After The Snake was jailed, Darius learns through the messages that King Razvan is behind the raiders' attacks, ordering them to kill his subjects to prevent starvation because he did not prepare for food shortages. Meanwhile, Lukas, with Siveth's help, flirts with Oana, the town healer, having met her earlier. The Scorpion returns for The Snake and frees her before covering their getaway; Darius tells Siveth and Lukas of his discovery, so Siveth goes to retrieve the raiders' orders from the king's guards, who took them. As she uses her shapeshifting ability to try and reclaim the evidence, Lukas and Darius pursue The Snake and Scorpion, but wandered into an ambush. The Scorpion poisons Lukas, and The Snake further wounds him in battle. Darius is also injured. Siveth abandons her mission to save the two after seeing them in trouble through her bond. Darius kills The Scorpion, and Siveth kills The Snake.

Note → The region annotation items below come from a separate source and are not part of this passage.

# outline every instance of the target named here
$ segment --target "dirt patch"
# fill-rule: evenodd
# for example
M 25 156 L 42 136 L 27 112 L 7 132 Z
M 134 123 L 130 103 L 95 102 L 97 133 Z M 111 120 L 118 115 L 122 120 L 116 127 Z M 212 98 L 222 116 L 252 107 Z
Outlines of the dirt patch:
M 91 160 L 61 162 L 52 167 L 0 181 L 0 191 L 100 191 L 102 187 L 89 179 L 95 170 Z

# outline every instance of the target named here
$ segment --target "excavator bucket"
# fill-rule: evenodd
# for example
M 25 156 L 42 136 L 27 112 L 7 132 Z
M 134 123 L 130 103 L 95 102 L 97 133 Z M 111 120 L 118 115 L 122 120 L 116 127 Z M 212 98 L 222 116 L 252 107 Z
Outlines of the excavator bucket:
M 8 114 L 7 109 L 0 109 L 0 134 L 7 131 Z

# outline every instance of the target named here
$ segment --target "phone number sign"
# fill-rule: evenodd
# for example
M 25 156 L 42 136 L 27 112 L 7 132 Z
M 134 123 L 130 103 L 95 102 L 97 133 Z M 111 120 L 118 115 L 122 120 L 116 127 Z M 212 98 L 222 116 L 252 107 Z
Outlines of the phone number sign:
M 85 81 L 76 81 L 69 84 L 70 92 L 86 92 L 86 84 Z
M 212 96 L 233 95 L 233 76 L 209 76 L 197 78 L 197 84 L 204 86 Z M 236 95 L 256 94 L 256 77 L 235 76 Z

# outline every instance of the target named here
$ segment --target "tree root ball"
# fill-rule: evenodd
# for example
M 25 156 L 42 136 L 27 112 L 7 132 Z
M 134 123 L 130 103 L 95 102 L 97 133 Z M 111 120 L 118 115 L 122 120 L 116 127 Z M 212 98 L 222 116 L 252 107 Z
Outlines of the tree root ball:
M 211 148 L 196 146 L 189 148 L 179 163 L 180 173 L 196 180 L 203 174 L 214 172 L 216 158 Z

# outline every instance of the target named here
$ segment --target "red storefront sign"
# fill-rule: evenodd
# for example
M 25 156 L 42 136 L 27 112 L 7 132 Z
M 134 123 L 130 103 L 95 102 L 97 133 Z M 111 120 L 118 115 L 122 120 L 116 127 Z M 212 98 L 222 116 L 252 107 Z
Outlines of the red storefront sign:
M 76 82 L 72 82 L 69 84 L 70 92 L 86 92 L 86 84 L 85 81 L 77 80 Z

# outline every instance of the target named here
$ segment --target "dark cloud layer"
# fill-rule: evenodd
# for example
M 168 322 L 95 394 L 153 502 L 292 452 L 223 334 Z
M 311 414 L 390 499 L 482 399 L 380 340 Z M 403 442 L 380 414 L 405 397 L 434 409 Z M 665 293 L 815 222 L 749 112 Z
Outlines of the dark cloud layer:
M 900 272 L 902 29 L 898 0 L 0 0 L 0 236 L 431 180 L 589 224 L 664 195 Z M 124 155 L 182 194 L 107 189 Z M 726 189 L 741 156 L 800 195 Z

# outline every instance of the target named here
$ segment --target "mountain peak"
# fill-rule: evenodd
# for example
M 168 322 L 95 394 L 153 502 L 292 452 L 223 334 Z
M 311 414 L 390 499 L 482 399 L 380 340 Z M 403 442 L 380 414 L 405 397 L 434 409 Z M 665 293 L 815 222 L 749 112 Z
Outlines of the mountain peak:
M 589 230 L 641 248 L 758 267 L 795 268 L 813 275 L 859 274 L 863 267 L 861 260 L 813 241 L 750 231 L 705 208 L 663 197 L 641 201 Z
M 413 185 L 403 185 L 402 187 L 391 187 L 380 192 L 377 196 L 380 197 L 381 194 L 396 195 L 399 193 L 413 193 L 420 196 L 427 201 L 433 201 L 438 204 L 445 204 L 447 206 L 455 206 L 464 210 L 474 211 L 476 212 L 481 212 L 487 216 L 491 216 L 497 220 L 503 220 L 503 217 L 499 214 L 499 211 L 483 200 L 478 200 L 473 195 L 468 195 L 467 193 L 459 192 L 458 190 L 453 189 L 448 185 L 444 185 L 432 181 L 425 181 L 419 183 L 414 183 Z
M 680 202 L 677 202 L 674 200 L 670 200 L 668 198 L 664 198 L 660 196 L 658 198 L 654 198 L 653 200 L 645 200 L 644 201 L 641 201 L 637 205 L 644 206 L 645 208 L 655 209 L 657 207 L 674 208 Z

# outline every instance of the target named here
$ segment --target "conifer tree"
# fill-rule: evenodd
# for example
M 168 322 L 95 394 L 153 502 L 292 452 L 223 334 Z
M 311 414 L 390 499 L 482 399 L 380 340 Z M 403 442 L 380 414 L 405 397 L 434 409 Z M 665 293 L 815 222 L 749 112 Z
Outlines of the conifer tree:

Lukas expresses remorse for letting vengeance consume him while Darius and Siveth reconcile. Siveth takes Lukas to the monastery where Darius was raised. He recovers with Oana's help. He and Siveth were then confronted by King Razvan and a group of townspeople shortly thereafter. Razvan charges Lukas with crimes he did not commit and orders Siveth to resume her exile, but Siveth calls Razvan out for his crimes. Darius returns with The Wolf, who reveals his part in Razvan's schemes. Realizing just how corrupt their king is, many came forward to confess, leading to Razvan being turned on and arrested alongside The Wolf.

In the time that follows, Siveth is welcomed back into society and shares the crop seed she had saved in her ice cave. Lukas rebuilds his home, beginning a relationship with Oana. Now recognized by the kingdom for his bond with Siveth, Darius lives a happy life among the people. Darius reflects on Siveth's teachings, acknowledging that she showed him and Lukas the path to happiness, friendship, and love.

== Development ==
=== Production ===
Development of the script for the fifth film began directly after Battle for the Heartfires completion.

=== Filming ===
Filming began in early November 2018 in Romania and ended on December 5. Locations include Râșnov Fortress, the volcanic crater in Racoș, and Bran Castle also in Mogoșoaia Palace. Post-production ended in September 2019.

=== Visual effects ===
The VFX company returned to do the CGI effects after working on the previous two films.

== Music ==

The score was composed by Mark McKenzie, after previously composing the score for Dragonheart: A New Beginning, The Sorcerer's Curse and Battle for the Heartfire. Like the previous films, the score includes Randy Edelman's original Dragonheart theme from the first film.

Dragonheart: Vengeance (Original Motion Picture Soundtrack)
| No. | Title | Length |
|---|---|---|
| 1. | "Hold On To Hope in the Dark Times" | 3:21 |
| 2. | "Love Changes Everything" (includes Dragonheart theme) | 2:19 |
| 3. | "Never Never Ever Give Up" | 1:45 |
| 4. | "You're Destined for Greatness" (includes Dragonheart theme) | 2:24 |
| 5. | "You Make Me Feel Magical Inside" | 1:42 |
| 6. | "Look At What You Have Left and Not at What You’ve Lost" | 2:45 |
| 7. | "Pledged to Peace" | 1:20 |
| 8. | "Great Love Surrounds What is Surrounding You" (includes Dragonheart theme) | 2:05 |
| 9. | "Snake Battle" | 2:55 |
| 10. | "Self Control Makes You Stronger" | 4:48 |
| 11. | "Trying to Kiss You" | 1:38 |
| 12. | "Look Behind You!" | 1:22 |
| 13. | "Risking Life For Something Bigger Than Yourself" | 2:07 |
| 14. | "Siveth's Cat Mouse and Dragon Plan" | 4:59 |
| 15. | "Keep Looking Up" (includes Dragonheart theme) | 2:29 |
| 16. | "Hope: It All Works for Good" (includes Dragonheart theme) | 9:10 |
| Total length: |  | 47:00 |

== Sequel ==
According to an interview with Arturo Muselli, a sixth Dragonheart film has already entered pre-production, with Matthew Feitshans returning to write the film, which is set to address questions regarding the scattered remnants of the dragon population after the events of the fifth film.